Eligible non-opioid drugs, biologicals, and medical devices remain subject to a statutory payment limitation[22]that caps the payment amount at 18 percent of the OPD fee schedule amount for the service with which the non-opioid treatment is provided. This cap is based on the volume-weighted average of the payment rates of the top five primary procedures by volume where the non-opioid pain relief treatments would otherwise be packaged.[23]

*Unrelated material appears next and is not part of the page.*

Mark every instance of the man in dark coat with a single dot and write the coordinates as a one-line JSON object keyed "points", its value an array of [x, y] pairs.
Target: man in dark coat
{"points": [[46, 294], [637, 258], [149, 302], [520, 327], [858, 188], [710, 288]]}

CMS FINALIZES DRUG PACKAGING THRESHOLD OF $140 FOR NON-POLICY-PACKAGED DRUGS, BIOLOGICS, AND THERAPEUTIC RADIOPHARMACEUTICALS WITHOUT PASS-THROUGH PAYMENT STATUS Finalized as proposed – Pages 605 and 614
For CY 2026, CMS finalizes its proposal to package drugs, biologicals, and therapeutic radiopharmaceuticals with a per day cost less than or equal to $140 and identify items with a per day cost greater than $140 as separately payable unless they are policy-packaged. CMS also finalizes its proposal to package diagnostic radiopharmaceuticals with a per day cost less than or equal to $655 and identify items with a per day cost exceeding $655 as separately payable.
CMS Finalizes Implementation Details for $10 Add-On Payment to Support Domestically Produced Tc-99m Finalized as proposed – Page 776
CMS finalizes its proposal to codify a $10 add-on payment for each dose of Tc-99m derived from at least 50% domestically produced Mo-99, beginning January 1, 2026. This policy, finalized in the CY 2025 rule, aims to support domestic production and offset higher associated costs. A new HCPCS code (C9176) is finalized to streamline billing.
PASS-THROUGH PAYMENT POLICIES FOR DRUGS AND BIOLOGICALS Finalized as proposed – Pages 582-600, 722
Under current law,[24] CMS provides temporary additional payments or “transitional pass-through payments” for certain drugs and biological agents. Under the statute, transitional pass-through payments can be made for at least 2 years but not more than 3 years. The total projected amount of transitional pass-through payments for drugs, biologicals and devices for a given year is limited to a percentage below 2.0 percent of all payments estimated to be made under OPPS in the same year.[25]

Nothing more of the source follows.